Desconozco si Rito Alejo del Río escuchó alguna vez a Facundo Cabral, en particular cuando recordaba que en su casa le preguntaron qué es un general desnudo. Tampoco sé si el tropero oficial le tenía miedo a los boludos de los que hablaba Cabral. Aspiro, eso sí, a que en el ocaso de su vida pueda reflexionar y pensar que quizás dedicó su vida a defender a un país cuya dirigencia política lo usó como si se tratara de los millones de boludos que en un momento muy preciso de la historia eligieron al presidente que lo condecoró en el Hotel Tequendama, haciéndolo sentir como un patriota, reconocimiento este cargado de ilegitimidad, por los graves señalamientos que recaen sobre aquel que lo exaltó.

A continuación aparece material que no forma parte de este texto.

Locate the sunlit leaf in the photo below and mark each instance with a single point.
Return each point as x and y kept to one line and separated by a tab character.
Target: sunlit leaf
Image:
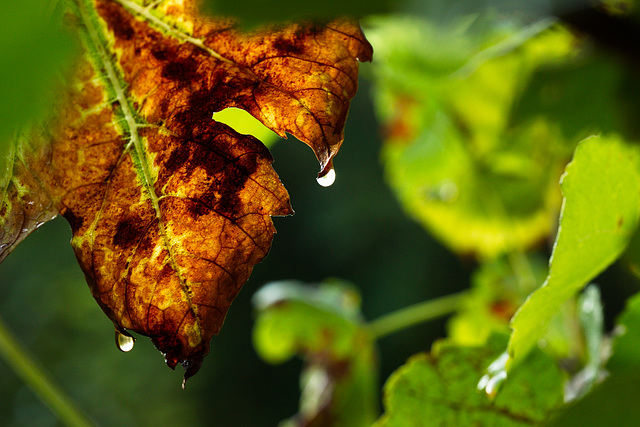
599	216
170	210
322	325
35	51
440	389
252	13
480	183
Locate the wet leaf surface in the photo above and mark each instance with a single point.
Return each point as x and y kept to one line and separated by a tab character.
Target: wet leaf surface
169	209
440	389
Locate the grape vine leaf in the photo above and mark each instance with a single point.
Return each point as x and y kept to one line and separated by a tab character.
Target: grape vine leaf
321	324
439	388
599	216
458	161
169	209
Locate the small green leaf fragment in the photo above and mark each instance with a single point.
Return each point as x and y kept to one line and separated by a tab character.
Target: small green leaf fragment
244	123
321	325
599	216
614	402
440	389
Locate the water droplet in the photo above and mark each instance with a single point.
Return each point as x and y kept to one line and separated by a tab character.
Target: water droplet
445	191
124	340
327	176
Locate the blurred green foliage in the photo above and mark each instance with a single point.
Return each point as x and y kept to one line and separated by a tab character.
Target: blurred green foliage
615	400
323	326
440	389
36	51
599	216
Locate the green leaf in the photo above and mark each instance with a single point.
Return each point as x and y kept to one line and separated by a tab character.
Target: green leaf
256	12
498	288
440	389
476	181
35	50
599	216
614	401
322	325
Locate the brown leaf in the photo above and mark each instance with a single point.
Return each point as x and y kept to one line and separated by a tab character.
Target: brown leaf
169	209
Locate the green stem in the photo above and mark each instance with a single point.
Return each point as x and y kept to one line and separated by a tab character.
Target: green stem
415	314
35	377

Ojalá los actuales oficiales, en especial los troperos que desdicen del tratado de paz de La Habana, examinen muy bien lo que ocurrió en la diligencia en la que compareció el “Pacificador de Urabá”, para que comprendan que el honor militar no está en quienes insisten en prolongar la guerra al tiempo que se degradan, sino en aquellos que valoran la vida de sus subalternos. Pero sobre todo que saben reconocer que hay una clase dirigente que los viene usando y exponiendo, a cambio de unas medallas cargadas de ilegitimidad y manchadas de sangre de hermanos colombianos.